2/ Bellevue Terrace, Harefield West. This lovely pre-1WW artisanal housing isn't, I think, municipal - maybe something to do with the Grand Union Canal and associated employment nearby? Does anyone know more?
3/ Bishop's Wood is ancient semi-natural woodland, probably there since the last Ice Age. It was purchased by Rickmansworth Urban District Council in 1960 and transferred to Three Rivers District Council in 1974.
4/ Another Corporation of London coal tax post (see the last thread as well), dating to 1862 and cast by Henry Grissell.

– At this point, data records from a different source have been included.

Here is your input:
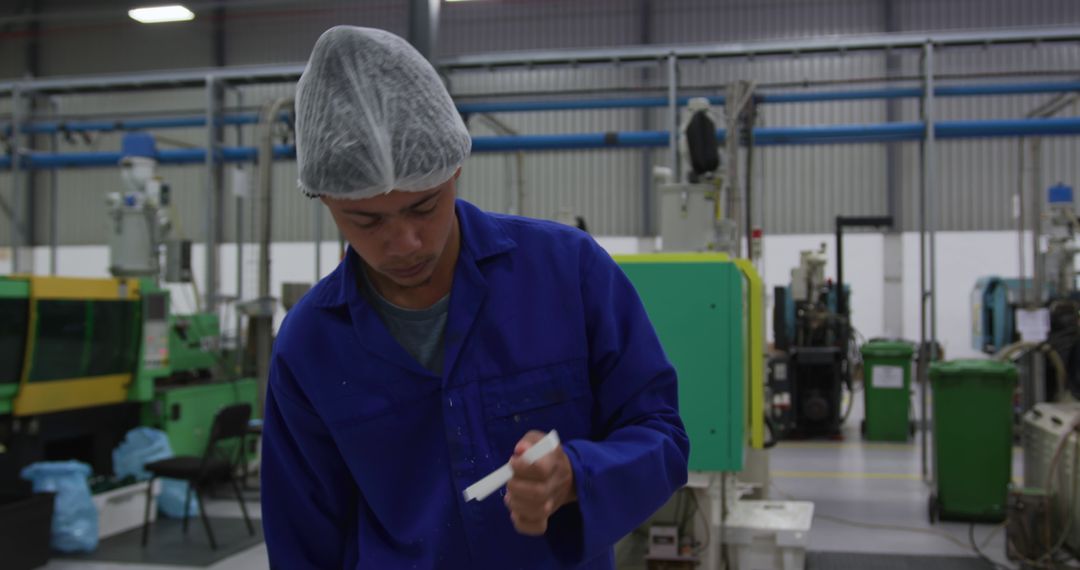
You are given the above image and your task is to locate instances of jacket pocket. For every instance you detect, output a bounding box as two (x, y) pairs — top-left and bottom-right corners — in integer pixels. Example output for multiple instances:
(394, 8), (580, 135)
(481, 359), (592, 457)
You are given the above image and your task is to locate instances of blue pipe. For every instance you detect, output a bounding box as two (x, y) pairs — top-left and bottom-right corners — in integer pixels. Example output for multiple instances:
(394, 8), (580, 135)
(758, 81), (1080, 103)
(2, 113), (288, 136)
(8, 81), (1080, 136)
(458, 95), (725, 114)
(6, 117), (1080, 168)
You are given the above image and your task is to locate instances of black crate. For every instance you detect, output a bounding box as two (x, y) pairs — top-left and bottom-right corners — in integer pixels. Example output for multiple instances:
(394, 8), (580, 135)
(0, 493), (56, 570)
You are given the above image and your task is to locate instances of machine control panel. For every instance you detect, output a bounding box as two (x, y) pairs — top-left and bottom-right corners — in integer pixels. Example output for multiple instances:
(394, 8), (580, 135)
(143, 294), (168, 368)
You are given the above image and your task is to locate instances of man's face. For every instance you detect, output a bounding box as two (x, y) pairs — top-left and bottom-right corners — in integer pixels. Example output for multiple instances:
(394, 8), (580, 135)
(322, 171), (460, 288)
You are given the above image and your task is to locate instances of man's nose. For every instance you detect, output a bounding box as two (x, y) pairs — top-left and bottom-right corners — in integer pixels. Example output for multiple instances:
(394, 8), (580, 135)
(387, 220), (423, 257)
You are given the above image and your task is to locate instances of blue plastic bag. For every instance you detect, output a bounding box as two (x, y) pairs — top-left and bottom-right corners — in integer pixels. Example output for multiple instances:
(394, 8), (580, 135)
(112, 428), (173, 480)
(112, 428), (199, 518)
(158, 478), (199, 518)
(19, 461), (97, 553)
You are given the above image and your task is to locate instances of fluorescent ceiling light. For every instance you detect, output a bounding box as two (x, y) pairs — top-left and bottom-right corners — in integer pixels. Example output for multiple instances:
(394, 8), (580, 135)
(127, 4), (195, 24)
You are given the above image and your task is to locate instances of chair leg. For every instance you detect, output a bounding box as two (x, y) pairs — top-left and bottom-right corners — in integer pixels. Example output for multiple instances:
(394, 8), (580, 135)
(183, 481), (192, 535)
(195, 489), (217, 551)
(229, 477), (255, 537)
(143, 475), (154, 546)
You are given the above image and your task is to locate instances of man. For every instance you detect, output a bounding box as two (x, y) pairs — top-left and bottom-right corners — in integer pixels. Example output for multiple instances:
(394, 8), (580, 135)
(262, 27), (689, 570)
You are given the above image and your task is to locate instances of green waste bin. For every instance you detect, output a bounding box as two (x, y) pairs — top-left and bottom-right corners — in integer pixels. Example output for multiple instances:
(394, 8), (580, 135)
(930, 361), (1016, 521)
(862, 341), (915, 442)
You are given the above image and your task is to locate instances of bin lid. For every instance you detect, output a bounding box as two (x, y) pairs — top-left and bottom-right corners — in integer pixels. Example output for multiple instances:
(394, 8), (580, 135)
(860, 340), (915, 358)
(930, 358), (1016, 382)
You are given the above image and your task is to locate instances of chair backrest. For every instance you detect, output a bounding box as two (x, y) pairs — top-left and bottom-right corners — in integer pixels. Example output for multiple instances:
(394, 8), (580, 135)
(203, 404), (252, 475)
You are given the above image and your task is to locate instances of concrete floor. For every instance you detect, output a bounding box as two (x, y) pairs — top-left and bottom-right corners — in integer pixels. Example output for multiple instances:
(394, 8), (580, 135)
(38, 384), (1041, 570)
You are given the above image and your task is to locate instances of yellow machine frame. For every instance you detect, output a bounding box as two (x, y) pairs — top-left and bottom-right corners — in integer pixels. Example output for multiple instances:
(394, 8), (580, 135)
(612, 253), (766, 449)
(12, 276), (139, 416)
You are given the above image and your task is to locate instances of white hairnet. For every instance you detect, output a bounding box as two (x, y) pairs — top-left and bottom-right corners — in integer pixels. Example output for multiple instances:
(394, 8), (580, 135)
(296, 26), (472, 199)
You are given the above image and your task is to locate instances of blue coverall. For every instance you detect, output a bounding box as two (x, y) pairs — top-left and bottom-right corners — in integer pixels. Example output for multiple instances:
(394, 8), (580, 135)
(262, 200), (689, 570)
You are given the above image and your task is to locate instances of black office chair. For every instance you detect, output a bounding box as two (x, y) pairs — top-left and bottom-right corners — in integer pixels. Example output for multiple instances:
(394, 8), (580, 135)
(143, 404), (255, 549)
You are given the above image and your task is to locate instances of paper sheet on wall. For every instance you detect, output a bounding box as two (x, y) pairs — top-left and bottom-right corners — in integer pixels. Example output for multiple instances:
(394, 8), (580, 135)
(870, 366), (904, 389)
(1016, 308), (1050, 342)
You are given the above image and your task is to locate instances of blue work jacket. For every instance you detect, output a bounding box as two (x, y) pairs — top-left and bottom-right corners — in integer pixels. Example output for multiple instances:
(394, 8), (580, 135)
(261, 201), (689, 570)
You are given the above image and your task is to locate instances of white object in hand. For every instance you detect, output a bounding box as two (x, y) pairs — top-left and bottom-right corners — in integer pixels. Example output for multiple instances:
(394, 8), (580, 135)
(463, 430), (558, 502)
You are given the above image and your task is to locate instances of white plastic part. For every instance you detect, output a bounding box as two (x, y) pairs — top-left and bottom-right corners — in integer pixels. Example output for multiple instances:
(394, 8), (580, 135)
(463, 430), (558, 502)
(725, 501), (813, 570)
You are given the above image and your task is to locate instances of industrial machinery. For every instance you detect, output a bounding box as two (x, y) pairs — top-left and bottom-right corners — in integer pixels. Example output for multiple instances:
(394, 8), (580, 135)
(615, 94), (768, 568)
(971, 185), (1080, 403)
(1009, 403), (1080, 559)
(0, 135), (256, 486)
(769, 244), (851, 437)
(660, 97), (739, 253)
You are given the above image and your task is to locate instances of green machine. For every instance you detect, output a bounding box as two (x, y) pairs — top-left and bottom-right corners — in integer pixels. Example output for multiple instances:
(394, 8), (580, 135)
(0, 276), (257, 488)
(132, 280), (259, 454)
(0, 134), (258, 489)
(616, 254), (764, 472)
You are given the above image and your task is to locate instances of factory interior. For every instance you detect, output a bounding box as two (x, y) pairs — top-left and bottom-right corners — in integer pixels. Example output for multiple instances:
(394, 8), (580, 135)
(0, 0), (1080, 570)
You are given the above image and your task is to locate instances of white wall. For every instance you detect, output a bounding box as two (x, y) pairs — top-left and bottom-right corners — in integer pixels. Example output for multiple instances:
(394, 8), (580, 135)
(0, 232), (1031, 358)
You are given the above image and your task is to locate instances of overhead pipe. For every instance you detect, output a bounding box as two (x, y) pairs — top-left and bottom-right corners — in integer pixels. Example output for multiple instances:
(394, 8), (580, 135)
(6, 117), (1080, 169)
(249, 97), (293, 414)
(0, 81), (1080, 136)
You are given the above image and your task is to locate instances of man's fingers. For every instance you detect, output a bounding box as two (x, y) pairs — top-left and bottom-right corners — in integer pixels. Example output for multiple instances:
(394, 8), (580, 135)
(507, 479), (551, 504)
(514, 430), (546, 456)
(510, 453), (556, 481)
(510, 513), (548, 537)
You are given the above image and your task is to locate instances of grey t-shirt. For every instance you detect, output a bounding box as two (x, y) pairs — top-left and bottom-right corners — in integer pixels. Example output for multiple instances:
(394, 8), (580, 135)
(359, 272), (450, 375)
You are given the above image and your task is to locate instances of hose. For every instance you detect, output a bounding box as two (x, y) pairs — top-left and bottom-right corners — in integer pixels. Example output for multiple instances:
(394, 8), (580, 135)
(994, 340), (1068, 397)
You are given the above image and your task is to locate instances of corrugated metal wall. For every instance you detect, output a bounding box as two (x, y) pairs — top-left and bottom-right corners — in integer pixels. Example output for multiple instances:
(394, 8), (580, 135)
(0, 0), (1080, 244)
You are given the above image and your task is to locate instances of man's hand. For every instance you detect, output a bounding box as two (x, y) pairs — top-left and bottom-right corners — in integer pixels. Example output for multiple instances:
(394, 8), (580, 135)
(503, 431), (578, 537)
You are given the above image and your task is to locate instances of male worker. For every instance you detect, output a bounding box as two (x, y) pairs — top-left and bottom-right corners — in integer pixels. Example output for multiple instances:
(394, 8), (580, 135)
(262, 27), (689, 570)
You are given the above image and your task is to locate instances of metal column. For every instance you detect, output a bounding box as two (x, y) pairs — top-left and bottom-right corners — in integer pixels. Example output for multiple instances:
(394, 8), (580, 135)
(49, 97), (60, 275)
(408, 0), (442, 59)
(667, 54), (683, 184)
(311, 200), (323, 287)
(919, 42), (937, 481)
(9, 86), (25, 273)
(203, 76), (224, 312)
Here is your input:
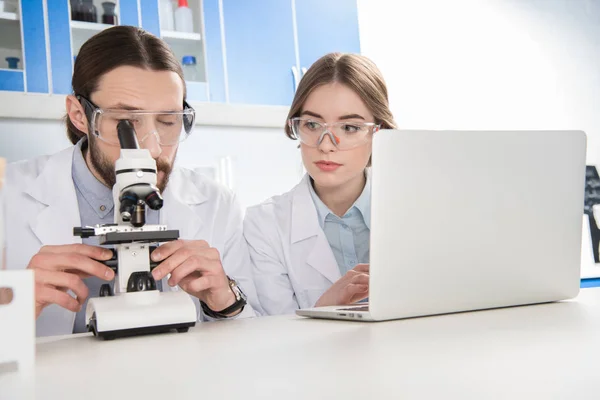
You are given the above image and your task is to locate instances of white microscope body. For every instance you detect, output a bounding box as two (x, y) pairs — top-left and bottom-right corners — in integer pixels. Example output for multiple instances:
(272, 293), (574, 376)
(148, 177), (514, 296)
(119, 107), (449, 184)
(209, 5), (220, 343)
(74, 121), (197, 339)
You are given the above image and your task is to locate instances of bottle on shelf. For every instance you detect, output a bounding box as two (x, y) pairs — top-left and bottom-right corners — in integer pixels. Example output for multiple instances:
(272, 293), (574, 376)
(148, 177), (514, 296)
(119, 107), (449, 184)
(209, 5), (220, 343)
(83, 0), (98, 22)
(102, 1), (119, 25)
(181, 56), (199, 82)
(160, 0), (175, 31)
(175, 0), (194, 33)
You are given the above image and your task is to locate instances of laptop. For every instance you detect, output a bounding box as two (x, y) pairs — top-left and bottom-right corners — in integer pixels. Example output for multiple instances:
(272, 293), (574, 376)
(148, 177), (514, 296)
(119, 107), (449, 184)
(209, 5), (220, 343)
(297, 130), (586, 321)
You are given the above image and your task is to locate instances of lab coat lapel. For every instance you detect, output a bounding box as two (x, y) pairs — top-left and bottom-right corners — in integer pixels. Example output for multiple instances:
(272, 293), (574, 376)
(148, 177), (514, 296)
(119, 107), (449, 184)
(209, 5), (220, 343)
(291, 175), (341, 283)
(26, 146), (81, 246)
(160, 169), (207, 240)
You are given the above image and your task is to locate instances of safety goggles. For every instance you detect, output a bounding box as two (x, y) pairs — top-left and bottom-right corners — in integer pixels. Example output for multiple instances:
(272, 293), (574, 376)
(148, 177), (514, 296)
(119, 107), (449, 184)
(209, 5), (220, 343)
(75, 95), (196, 146)
(288, 118), (381, 150)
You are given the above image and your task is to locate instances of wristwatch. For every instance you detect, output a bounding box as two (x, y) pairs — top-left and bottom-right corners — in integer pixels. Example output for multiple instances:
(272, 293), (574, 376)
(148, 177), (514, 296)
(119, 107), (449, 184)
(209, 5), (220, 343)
(200, 276), (248, 319)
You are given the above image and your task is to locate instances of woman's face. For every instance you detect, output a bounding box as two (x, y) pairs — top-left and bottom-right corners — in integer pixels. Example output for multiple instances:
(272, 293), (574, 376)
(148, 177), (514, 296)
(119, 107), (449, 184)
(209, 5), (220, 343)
(300, 82), (374, 188)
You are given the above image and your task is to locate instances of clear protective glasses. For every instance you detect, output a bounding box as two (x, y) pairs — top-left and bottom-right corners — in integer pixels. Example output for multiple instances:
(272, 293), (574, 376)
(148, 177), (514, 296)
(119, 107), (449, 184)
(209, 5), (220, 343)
(75, 95), (196, 146)
(288, 117), (381, 150)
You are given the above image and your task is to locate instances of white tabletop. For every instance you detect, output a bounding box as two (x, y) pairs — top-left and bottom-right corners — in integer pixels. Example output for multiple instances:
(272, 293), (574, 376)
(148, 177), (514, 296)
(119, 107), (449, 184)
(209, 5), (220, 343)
(11, 289), (600, 400)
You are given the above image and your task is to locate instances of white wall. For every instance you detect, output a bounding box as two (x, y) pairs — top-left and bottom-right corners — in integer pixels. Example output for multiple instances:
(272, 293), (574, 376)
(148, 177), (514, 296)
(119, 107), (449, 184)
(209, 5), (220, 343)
(0, 119), (301, 207)
(358, 0), (600, 163)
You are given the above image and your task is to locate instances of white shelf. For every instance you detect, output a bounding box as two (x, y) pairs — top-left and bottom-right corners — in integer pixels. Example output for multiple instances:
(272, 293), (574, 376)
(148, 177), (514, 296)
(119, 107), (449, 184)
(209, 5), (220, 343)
(161, 31), (202, 42)
(71, 21), (114, 32)
(0, 12), (19, 21)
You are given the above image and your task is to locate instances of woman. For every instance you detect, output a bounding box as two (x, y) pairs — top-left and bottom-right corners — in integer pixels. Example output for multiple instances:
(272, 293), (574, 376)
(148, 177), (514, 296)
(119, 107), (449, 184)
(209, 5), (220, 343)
(244, 53), (395, 315)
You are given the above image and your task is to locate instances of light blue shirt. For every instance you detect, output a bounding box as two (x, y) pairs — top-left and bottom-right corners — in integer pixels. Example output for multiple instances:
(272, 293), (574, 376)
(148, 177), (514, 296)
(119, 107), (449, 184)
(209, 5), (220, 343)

It marks the boundary where duty was to be paid to the City in line with the London Coal and Wine Duties Continuance Act of 1861.
5/ Boundaries ancient and modern. The track on the left marks the former, thousand-year-old border between Middlesex and Hertfordshire. On the right, the modern border between Hertfordshire and the London Borough of Hillingdon.
6/ On to Section 14, South Oxhey Playing Fields - an open space preserved for the adjacent estate by the London County Council in 1952.
7/ The South Oxhey Estate, a London County Council 'out of county' estate created on land compulsorily purchased from the Blackwell (soup) family in 1944. Hayling Road to the left and a 1949 aerial shot of the same area under construction (via Britain from Above) to the right.
8/ It was built as part of the post-war drive to disperse London's population. By 2007, 70 percent of its homes had been lost to Right to Buy but the estate's original planning and design quality still stands out.
9/ I referenced the estate in my book 'Municipal Dreams: the Rise and Fall of Council Housing' (Christmas is coming up if you're looking for gift ideas). These estates changed lives, in some cases they will have saved them.
10/ Oxhey Woods had long been a place of solace for Londoners as this 1915 London Underground poster by Edward McKnight Kaffer suggests. Local government has preserved and enhanced them.
11/ Not municipal but a good end to the journey - the Grade II-listed Hatch End Station, designed in 'Wrenish' style by Gerald Horsley for the London and North Western Railway in 1911.